O avô, a flor e o mar

– Vovô, eu quero ver o mar!
Não era a primeira vez que ele ouvia isso dela. E sempre que ouvia, prometia, garantindo que, em breve, eles iriam, juntos. A neta era seu xodó. Desde que ocupava a barriga da filha, seu outro xodó, ele se entregou completo àquela criaturinha que estava por chegar. E, quando chegou, derreteu o velho coração. Coração este que, pouco antes, perdera o amor de sua vida, sua companheira de sempre. A viuvez não lhe caiu bem, como nunca cai, e ela chegou para amenizar.

– Vovô, eu quero ver o mar!
Espoleta, ou Flor. Era como ele a chamava sempre que tinha que correr atrás, salvando-a das quinas das paredes, das escadas, dos buracos na calçada da casa da filha, para onde se mudou depois da efetivada solidão. Ganhou um novo lar, perdeu um pouco da melancolia, e arrebanhou a conveniente função de “ajudante cuidador babão”.

– Vovô, eu quero ver o mar!
Moravam no interior de Minas Gerais. Mar não tinha, mas ele, que nos tempos de vendedor viajava pelos estados, um dia conheceu aquela prainha escondida num canto da Bahia. Ainda quase intocada, autêntica, tinha águas mornas cor verde esmeralda. Na maré baixa se formavam piscinas naturais, e ali ele descansava dos quilômetros rodados, se esquecia dos compromissos que a vida impunha e se lembrava da companheira. Até que conseguiu levá-la até lá. Apaixonada, ela repetia: que belo, este mar! E ali voltariam, muitas vezes. Essa história ele contava pra neta repetidamente, ou seja, era culpa dele ela pedir o que sempre pedia.

– Vovô, eu quero ver o mar!
Virava, mexia, e das divagações ela o trazia de volta. Não tinha sossego, o vó. Não queria sossego, o vovô. E a menina corria pra lá e pra cá, dentro do possível e do permitido, dando uma canseira no pobre, que cumpria feliz sua função enquanto a mãe e o pai trabalhavam fora. Quando se cansava, a pequena sentava no seu colo e ele contava como era o mar, e falava da vovó, e ela ficava quieta, prestando atenção. Com os dedos pequeninos, ela tocava e sentia a barba dele, já bem grisalha, e fazia perguntas, muitas, curiosas, inteligentes. E dizia que o cheiro dele era gostoso, sabor lavanda, e que a camisa de chita que ele usava, macia e quente, devia ser linda também, seja lá que cor tivesse. E cochilava nos seus braços, e sonhava com o mar que ele tanto falava. Um dia, num tempo de férias dos pais, ele realizou o sonho da Espoleta.

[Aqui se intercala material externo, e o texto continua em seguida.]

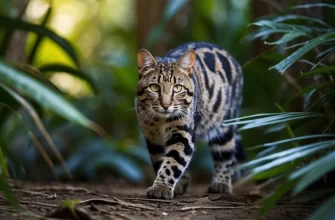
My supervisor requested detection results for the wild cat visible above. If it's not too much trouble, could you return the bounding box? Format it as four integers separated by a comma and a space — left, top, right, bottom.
135, 42, 246, 199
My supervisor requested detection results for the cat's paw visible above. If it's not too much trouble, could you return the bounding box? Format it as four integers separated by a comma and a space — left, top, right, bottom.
208, 182, 232, 194
174, 173, 191, 196
147, 184, 174, 199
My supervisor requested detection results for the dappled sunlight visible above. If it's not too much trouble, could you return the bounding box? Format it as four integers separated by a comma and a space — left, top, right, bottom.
26, 0, 49, 21
50, 72, 92, 97
0, 0, 334, 218
26, 0, 133, 66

– Vovô, estou vendo o mar!
Os olhinhos leitosos não enxergavam o mundão de água a seus pés, muito menos o horizonte distante. Mas o toque da brisa no chapéu de pano, o cheiro da areia e o calor turvo das ondas batendo nas batatas reconchudas esboçavam o visual não visto, somente sentido. E isso bastava para ela, além, claro, do vovô junto, conduzindo-a pela mão.

– Também vejo, minha Flor.
E assim, refletido nos olhos dela, aquele mar, que já era belo, ficava agora ainda mais bonito.